Richterin drängt auf Geständnis
Die Vorsitzende Richterin Claudia Gelber wertete dies als ersten positiven Schritt, redete dem Angeklagten anschließend aber eindringlich ins Gewissen. „Ein Geständnis hat im Rahmen von Sexualstrafverfahren eine besondere strafmildernde Wirkung“, erklärte sie ihm. Nach Aktenlage sei die Beweislast erdrückend. Neben den DNA-Spuren habe man auch sein Handy in einer Bonner Funkzelle geortet, dazu ist Amal K., der von 2010 bis 2020 wegen Vergewaltigung und Raubes bereits zehn Jahre in einem Aachener Gefängnis saß, einschlägig vorbestraft. Hinzukäme das enorme Trauma des Opfers. „Hier steht eine Sicherungsverwahrung im Raum. Ich will ihnen nur sagen, es könnte sich für sie lohnen, darüber nachzudenken, ob doch noch Erinnerungen vorhanden sind.“
Angeklagter psychisch krank
Anschließend vernahm die Kammer den Betreuer des 36-Jährigen.
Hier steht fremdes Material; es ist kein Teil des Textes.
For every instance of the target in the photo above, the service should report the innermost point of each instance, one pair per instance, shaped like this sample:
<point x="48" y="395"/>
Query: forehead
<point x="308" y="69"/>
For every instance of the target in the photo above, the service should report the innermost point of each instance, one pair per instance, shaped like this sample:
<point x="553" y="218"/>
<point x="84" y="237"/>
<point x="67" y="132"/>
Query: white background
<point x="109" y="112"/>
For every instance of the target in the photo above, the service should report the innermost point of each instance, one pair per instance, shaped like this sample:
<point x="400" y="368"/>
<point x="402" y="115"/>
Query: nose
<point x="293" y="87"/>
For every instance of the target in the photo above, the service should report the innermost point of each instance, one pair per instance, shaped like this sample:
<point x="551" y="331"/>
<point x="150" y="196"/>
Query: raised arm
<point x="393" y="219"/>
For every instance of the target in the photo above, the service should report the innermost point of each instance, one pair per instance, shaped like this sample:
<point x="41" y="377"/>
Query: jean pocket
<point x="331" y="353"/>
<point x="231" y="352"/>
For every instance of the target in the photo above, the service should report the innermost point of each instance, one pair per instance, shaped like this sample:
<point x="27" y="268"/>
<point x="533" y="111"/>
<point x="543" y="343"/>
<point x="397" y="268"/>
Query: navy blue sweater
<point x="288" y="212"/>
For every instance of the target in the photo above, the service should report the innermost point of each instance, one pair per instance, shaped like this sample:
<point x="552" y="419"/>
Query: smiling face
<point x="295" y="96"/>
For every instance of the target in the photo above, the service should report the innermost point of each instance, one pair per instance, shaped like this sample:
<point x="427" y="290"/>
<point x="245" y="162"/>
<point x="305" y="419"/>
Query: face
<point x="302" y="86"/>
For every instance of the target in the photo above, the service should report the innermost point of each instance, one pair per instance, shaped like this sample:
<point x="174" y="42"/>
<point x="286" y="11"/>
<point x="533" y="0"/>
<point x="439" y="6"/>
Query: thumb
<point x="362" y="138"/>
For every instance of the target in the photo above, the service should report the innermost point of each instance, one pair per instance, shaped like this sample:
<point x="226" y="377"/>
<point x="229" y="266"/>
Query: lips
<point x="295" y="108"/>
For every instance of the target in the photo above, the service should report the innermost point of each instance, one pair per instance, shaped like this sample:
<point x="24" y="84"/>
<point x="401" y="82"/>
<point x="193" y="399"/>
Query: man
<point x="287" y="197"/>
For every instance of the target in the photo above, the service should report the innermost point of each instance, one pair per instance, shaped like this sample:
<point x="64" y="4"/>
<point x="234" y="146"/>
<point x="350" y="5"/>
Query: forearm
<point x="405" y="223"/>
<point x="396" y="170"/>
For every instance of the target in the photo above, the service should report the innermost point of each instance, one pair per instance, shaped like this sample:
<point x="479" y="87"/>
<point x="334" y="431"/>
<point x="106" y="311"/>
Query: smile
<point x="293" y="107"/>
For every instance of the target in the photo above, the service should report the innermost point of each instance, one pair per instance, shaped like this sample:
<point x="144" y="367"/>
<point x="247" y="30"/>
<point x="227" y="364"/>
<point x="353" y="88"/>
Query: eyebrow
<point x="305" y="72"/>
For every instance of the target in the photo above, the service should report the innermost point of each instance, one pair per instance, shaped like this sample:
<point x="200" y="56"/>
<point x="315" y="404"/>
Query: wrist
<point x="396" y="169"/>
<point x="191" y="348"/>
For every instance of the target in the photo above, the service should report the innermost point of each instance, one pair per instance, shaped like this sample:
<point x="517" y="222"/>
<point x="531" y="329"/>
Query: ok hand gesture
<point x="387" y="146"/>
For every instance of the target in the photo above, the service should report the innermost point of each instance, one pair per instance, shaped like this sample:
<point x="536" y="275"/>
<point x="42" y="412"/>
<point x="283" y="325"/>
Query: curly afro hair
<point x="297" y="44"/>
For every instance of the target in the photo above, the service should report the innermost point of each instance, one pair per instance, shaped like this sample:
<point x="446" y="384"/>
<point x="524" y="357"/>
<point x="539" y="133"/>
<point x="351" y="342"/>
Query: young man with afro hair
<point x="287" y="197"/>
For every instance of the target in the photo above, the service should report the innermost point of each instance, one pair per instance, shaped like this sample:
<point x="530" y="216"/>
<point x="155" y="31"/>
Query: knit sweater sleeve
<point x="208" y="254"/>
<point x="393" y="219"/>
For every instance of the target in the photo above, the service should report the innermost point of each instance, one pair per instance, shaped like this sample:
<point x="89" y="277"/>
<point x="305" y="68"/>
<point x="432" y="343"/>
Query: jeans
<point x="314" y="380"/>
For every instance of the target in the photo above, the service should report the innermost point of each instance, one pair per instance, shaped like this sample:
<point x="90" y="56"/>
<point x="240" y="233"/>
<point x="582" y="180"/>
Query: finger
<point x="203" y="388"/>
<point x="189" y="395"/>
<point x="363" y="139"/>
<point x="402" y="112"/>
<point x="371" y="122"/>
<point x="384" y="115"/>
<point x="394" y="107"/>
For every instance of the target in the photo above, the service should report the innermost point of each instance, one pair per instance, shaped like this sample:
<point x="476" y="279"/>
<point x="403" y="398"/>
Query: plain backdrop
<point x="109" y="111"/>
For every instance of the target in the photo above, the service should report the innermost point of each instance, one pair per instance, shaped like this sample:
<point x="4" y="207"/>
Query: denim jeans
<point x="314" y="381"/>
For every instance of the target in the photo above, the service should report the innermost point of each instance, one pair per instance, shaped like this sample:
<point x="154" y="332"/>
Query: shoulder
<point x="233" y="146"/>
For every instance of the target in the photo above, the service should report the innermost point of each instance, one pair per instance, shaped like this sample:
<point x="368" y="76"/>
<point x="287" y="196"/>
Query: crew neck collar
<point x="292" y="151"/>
Dieser übergab dem Gericht mehrere Gutachten, wonach der Angeklagte an einer paranoiden Schizophrenie leidet und zudem eine Alkohol- und Cannabisabhängigkeit besteht. Bereits im Gefängnis habe er akustische Halluzinationen und Angstzustände gehabt. Nachdem er sich die Medikamente dagegen nach seiner Entlassung nicht mehr leisten konnte, habe er zu Alkohol und Gras gegriffen. Abschieben konnte man den Mann, dessen Duldung in der Bundesrepublik zuletzt im Dreimonats-Rhythmus verlängert wurde, nicht, da er keinen Pass besitzt. Sein Betreuer gab zu, in einer Zwickmühle gesteckt zu haben: „Für mich war es ein Widerspruch, nach seiner Geburtsurkunde zu suchen, mit der er abgeschoben worden wäre, ich gleichzeitig aber angehalten war, zu seinem Wohl zu handeln.“
Anschließend wurde ein anderthalbstündiges Video der polizeilichen Vernehmung der jungen Studentin unter Ausschluss der Öffentlichkeit gezeigt. Fortgesetzt wird der Prozess am kommenden Freitag mit der Vernehmung des Opfers – auch hier wird die Öffentlichkeit ausgeschlossen. Das Urteil wird für den 11. Oktober erwartet.